First in consultancies, starting at Epam in Lviv, where I turned up as the first designer in the office and figured out the job while doing it, and later at SoftServe, mostly on enterprise systems for US and UK clients. That was one kind of school: you design for whatever domain walks through the door, which is uncomfortable at first and genuinely useful later.
Then product companies. RingCentral, on the SMB side of a cloud communications platform that competed with the likes of Slack and Teams. OpenVPN, where I led design through a design system overhaul and a slow shift away from opinion-driven decisions toward ones with actual evidence behind them. That was the other kind of school: you live with the thing after you ship it, which is humbling in ways consultancy work rarely prepares you for.
Now running Tau, an independent practice, mostly with early-stage founders and product leads. The move came after a deliberate sabbatical, on the working theory that the work gets more interesting once you can choose it.
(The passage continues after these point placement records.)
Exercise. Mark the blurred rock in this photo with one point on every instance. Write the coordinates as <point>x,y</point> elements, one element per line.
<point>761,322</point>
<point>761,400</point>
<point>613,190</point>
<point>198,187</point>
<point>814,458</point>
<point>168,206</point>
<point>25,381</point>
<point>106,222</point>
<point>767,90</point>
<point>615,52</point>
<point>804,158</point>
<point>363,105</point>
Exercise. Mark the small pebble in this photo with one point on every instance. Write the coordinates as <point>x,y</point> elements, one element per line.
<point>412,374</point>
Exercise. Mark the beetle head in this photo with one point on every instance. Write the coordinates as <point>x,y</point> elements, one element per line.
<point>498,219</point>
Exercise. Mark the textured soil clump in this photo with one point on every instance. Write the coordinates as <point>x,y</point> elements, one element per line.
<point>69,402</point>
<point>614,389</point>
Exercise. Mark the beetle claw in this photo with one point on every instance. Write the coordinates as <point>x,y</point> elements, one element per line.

Alongside client work there's Ø3II, a small ambient/psychedelic techno label; the thinking stays sharper when some of it happens away from the day job.
Early, mostly. Before a team has fully committed to a direction, while the problem still has room to change shape, while subtraction is still cheap. Zero-to-one with founders. Interim or fractional design leadership for teams that need a steady hand for a while, including the parts nobody writes into the job spec: hiring, mentoring, getting design reviews to actually review things, getting design out of its own way. Turnaround on products that have quietly drifted somewhere nobody meant to go.
Less useful on pure execution inside large, settled teams with a confident direction and a worked-out backlog. I've done plenty of that and can still do it, but it isn't where I do my best thinking, and there are people better suited to it.